Wednesday, August 12, 2009

My synopsis

Over the last 6 weeks I have looked at and experimented with web 2.0 applications as listed in Appendix 1 and as detailed on this blog. Each of the listed tools offers an opportunity to engage students and enhance their learning whilst using school resources efficiently. Through this experimentation I have discovered many tools that I will utilise in my position as a Learning Manager including, but not limited to: Webquests, wiki’s, blogs, The Learning Place LMS, power points, RSS aggregators, Interactive White Boards, delicious bookmarking tool, mobile phones, online quizzes, bubbl_us, and weebly.
Webquests, being an online tool, will enhance student engagement with the topic (McInerney & McInerney, 2006) and they are a great way to present a unit of work to learners that aligns with Oliver’s Learning design framework. Webquests show the student the entire journey, related resources and, outlines what is expected of them for that unit (Oliver, 1999). Webquests facilitate teamwork and collaboration among students (Dodge, 2001) while teaching students where and how to find information, using connectivism, (Siemens, 2004) to help students construct their learning around the topic (Kearsley & Schneiderman, 1999). A well designed webquest will scaffold the students learning (Dodge, 2001) via background information with a breakdown of the steps required to complete the task and hyperlinks to high quality sites to elicit a high standard of work from the students (Dodge, 2001). Webquests appeal to today’s digital natives’ (Prensky, Digital natives, digital immigrants, 2001) and students have the choice of where they begin their research on the topic, this gives the students some control which contributes positively to their level of engagement (McInerney & McInerney, 2006). An elaborate webquest could be used over the period of a term to develop a deep understanding around the topic and engage students in higher order thinking (Marzano & Pickering, 1997).
For each class I intend to set up a project room within the Learning Place or Ning. Within this project room students will have their own blog for reflection on their learning (Queensland Government Department of Education Training and the Arts, n.d.). I will monitor the appropriate use of these (Churches, The Digital Citizen, n.d.) via an RSS aggregator and I will post questions to students’ blogs to foster higher order thinking (Eisner, 2000). There will be a forum where students can discuss topics, ask questions or chat, and group wiki’s will be established to facilitate student collaboration (Kearsley & Schneiderman, 1999) and work on group assignments. There will be multiple open online quizzes progressively added that students may access multiple times to embed their knowledge on the work covered each term and to provide them with instant feedback (McInerney & McInerney, 2006) on their results and to refresh their memories prior to any exams or tests.

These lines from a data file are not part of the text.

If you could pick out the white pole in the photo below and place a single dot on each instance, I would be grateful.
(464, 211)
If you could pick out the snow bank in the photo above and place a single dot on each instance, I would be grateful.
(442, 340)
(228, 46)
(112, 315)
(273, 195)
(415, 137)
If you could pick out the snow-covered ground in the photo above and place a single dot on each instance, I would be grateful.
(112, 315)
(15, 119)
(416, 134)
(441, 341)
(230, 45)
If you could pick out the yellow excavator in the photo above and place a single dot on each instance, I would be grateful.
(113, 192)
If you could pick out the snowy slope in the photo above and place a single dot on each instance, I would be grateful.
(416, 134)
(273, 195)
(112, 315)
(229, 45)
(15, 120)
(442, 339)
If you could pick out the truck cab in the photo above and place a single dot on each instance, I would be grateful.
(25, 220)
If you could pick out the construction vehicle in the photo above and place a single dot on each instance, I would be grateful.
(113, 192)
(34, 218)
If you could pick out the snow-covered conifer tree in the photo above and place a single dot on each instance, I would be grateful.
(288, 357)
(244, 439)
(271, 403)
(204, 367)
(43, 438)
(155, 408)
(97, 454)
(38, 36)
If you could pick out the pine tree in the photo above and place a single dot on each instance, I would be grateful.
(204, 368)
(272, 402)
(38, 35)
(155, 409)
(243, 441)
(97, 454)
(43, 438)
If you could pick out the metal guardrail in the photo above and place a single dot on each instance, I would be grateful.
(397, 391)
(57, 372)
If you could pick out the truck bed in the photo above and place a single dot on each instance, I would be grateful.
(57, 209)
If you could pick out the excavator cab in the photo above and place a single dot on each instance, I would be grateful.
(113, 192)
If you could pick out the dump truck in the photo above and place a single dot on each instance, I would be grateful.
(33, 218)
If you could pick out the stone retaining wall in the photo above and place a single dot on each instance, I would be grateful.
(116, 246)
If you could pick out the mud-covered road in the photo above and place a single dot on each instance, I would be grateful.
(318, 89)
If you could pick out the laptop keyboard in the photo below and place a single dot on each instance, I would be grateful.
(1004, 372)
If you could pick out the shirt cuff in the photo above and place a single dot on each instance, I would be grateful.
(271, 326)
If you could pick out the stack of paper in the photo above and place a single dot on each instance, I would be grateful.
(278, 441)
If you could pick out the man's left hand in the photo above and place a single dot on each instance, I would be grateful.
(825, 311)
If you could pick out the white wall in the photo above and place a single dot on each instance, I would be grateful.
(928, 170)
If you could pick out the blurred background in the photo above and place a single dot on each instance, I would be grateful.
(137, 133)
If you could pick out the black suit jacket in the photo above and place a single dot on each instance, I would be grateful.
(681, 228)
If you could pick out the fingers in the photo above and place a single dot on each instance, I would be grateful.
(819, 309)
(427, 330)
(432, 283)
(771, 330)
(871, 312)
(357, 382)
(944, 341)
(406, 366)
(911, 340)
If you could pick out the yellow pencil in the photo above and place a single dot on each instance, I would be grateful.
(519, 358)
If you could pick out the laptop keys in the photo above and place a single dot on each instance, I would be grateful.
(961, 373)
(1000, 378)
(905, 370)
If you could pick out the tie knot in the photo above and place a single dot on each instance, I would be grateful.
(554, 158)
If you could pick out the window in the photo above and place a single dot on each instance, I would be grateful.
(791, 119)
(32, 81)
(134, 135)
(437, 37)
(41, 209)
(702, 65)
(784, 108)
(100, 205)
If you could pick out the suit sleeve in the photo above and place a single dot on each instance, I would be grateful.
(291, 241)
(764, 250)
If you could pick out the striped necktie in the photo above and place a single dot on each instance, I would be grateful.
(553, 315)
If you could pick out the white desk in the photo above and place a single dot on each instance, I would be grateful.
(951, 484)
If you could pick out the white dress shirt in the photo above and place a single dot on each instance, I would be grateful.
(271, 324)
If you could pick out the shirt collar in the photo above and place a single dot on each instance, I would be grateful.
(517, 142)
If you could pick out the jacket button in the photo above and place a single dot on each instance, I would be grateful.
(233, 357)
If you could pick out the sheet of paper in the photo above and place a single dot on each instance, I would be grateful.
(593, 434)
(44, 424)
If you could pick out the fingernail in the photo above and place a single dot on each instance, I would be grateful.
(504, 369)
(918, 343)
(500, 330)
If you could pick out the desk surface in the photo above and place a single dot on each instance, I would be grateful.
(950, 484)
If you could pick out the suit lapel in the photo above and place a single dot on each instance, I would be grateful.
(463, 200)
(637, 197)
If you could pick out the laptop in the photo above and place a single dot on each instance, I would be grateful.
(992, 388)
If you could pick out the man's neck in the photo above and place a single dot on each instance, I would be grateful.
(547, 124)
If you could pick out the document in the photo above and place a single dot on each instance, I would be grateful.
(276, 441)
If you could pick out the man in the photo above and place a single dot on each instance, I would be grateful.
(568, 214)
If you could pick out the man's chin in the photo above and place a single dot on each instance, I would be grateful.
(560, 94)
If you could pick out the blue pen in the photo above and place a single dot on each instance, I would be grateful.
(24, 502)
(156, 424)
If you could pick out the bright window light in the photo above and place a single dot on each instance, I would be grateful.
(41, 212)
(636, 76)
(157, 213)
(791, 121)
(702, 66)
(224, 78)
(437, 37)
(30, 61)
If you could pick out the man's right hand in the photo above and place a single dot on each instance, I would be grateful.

I will use this project room as my virtual class room; I will post assignment details with related criteria sheets and guidelines for completion of various stages, I will post recommended reading and websites, I will post the work that we will be completing/ have completed in class along with resources such as PowerPoint’s, and hyperlinks to files or other media as well as to the class website that I will also set up.
The class website will provide such details as; my contact details, general school contact details, along with links to government sites that outline curriculum requirements, a link to copyright laws and, a link to the school’s homepage and policy information. Now that all of this is in the virtual class room and on the website what will I do in the real classroom? I will utilise bubbl-us with the interactive white board to brainstorm with the students on the given topic. I will give the students the background information they require and I will ask questions of the students to stimulate their thinking and, I will ask if they have any questions. I will provide positive descriptive feedback to the students (Queensland Government, Education Queensland, 2006)and I will encourage students to use creativity and technology in their assignments (Queensland Government Department of Education Training and the Arts, n.d.) and I will give the students guidelines to follow when using the internet (Churches, The Digital Citizen, n.d.). In short, I will provide the students with the assistance they require as they require it to scaffold their learning (McInerney & McInerney, 2006).
The outline I have given above, along with Webquests, allow students to access their class details at anytime, from anywhere in the world as long as they have their mobile phone with them, or access to a computer. This gives students control over their school work and there should be no surprises bar good ones. The use of online file storage, wiki’s and a virtual classroom means that I never need worry about leaving a file I need on the wrong computer or forgetting the memory stick as the information would be available to me online. I would like to utilise the mobile phone as well by using SMS to remind students of when major tasks are due as well as use in the classroom for information searches and data input such as I have described in my blog posting
I have had discussions with my peers in regards to the use of these technologies and copies of these postings are included in Appendix 2, I anticipate these discussions continuing as we each progress towards becoming Learning Managers in different fields and implementing these technologies. To ensure that I stay current with technology and its uses I have subscribed to the blogs of various authors I have citied in this paper and I have subscribed to various e-newsletters and the educational origami wiki, as they each explore technology and its educational uses in depth with many ideas in implementation of web2.0 tools in classrooms.